Wer mit dem Auto schon seit vielen Jahren immer die gleiche Strecke zur Arbeit fährt, der ist in ernster Gefahr - zumindest, wenn man einer Untersuchung der Universität Duisburg-Essen glaubt. Verkehrsforscher haben dort herausgefunden, dass Autofahrer in der Monotonie des Alltags häufig mit dem Gehirn im Stand-by-Modus unterwegs sind. So wird die Routine im Straßenverkehr im Zweifel zur tödlichen Gefahr.
1000 Mal ist Nikolaus Zöller "seine" Strecke gefahren, morgens zur Arbeit und abends wieder nach Hause. Zöller ist ein versierter Autofahrer, Jahr für Jahr fuhr er an die 50.000 Kilometer, und das unfallfrei. Bis zum 3. März 2006, denn an diesem Tag hatte er den ersten Unfall seines Lebens. Er war der Alltagsroutine zum Opfer gefallen. Sachverständige fanden heraus, dass er ungebremst in einen LKW gefahren war. Immerhin hatte der Pendler Glück im Unglück - ohne Airbag hätte er wohl nicht überlebt. Was genau geschehen war, daran erinnerte er sich nicht mehr.

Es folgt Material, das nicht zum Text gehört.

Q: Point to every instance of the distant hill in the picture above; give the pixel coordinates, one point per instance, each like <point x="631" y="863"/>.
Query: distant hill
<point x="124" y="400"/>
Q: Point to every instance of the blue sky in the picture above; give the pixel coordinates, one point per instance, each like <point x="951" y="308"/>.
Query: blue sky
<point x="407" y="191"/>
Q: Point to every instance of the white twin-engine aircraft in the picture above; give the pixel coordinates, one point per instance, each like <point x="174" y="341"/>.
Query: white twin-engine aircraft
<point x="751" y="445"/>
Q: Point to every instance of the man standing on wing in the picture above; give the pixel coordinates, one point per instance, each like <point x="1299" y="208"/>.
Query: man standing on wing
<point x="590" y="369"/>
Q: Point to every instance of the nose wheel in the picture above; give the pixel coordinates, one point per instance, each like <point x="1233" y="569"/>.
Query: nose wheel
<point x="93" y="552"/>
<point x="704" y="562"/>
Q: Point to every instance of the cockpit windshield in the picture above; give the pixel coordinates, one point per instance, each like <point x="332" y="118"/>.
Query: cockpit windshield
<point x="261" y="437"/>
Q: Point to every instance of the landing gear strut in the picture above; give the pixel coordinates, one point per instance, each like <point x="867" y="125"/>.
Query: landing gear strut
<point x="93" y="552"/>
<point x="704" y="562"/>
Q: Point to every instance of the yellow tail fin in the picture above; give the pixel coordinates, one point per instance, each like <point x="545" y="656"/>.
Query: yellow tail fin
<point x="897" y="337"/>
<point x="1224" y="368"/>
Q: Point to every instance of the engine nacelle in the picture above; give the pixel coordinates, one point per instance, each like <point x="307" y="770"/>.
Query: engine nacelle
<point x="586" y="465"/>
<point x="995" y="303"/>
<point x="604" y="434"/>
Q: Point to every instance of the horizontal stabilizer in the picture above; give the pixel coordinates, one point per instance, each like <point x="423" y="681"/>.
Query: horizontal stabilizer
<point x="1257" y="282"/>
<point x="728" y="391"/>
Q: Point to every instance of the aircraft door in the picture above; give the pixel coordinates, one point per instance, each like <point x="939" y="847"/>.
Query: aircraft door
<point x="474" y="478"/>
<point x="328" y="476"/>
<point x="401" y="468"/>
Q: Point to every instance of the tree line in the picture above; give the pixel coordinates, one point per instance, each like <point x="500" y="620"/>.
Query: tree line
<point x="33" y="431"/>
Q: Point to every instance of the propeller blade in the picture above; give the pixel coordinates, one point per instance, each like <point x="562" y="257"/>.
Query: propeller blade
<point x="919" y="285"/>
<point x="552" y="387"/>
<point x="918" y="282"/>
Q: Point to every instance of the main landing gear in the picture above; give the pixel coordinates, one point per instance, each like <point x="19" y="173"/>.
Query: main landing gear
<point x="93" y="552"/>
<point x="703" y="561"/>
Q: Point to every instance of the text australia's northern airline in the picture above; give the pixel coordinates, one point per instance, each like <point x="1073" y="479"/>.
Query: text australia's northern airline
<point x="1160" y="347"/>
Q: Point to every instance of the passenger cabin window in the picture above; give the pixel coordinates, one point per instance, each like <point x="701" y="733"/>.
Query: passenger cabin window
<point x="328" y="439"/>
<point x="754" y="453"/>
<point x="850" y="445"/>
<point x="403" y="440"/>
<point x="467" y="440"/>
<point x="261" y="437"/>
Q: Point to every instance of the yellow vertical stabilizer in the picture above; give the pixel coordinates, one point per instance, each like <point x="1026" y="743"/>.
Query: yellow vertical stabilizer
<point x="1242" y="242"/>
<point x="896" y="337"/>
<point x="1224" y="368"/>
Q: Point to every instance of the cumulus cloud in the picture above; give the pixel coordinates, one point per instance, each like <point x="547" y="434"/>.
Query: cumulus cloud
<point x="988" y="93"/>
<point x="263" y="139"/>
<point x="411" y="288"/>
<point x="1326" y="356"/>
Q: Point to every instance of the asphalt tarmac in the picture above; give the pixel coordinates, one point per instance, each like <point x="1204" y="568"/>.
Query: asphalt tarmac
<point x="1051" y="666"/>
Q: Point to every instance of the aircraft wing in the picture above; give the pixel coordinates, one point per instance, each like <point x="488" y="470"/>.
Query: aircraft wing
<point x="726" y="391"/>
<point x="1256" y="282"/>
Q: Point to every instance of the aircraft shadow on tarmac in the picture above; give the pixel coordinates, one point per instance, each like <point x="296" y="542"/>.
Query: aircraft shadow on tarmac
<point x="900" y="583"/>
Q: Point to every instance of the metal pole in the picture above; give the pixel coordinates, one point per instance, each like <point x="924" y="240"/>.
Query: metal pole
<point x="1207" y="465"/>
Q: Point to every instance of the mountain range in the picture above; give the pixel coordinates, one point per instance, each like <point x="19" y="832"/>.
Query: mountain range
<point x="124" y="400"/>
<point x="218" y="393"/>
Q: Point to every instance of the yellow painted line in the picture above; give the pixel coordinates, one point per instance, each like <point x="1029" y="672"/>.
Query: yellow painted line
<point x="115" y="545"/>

Wie es zu solchen Unfällen ohne ersichtlichen Grund kommt, untersuchen die Verkehrswissenschaftler der Uni Duisburg-Essen. Schließlich geschehen die meisten Unfälle auf Routinestrecken. Ein Verkehrsanalyse-Programm zeigt die Verhaltensmuster auf der Straße. Dabei unterscheiden die Forscher zwischen optimistischem und pessimistischem Fahren. Optimistisch heißt, der Fahrer hat freie Bahn, sein Tempo ist hoch, er fährt offensiv. Diese Fahrweise schlägt um, wenn der Verkehr dichter wird. Der Fahrer reiht sich ein, ist bremsbereit, da er Stops erwartet, pessimistisch eben. Beim optimistischen Fahren dagegen bilden sich "Platoons", Kolonnen von schnellen Fahrzeugen.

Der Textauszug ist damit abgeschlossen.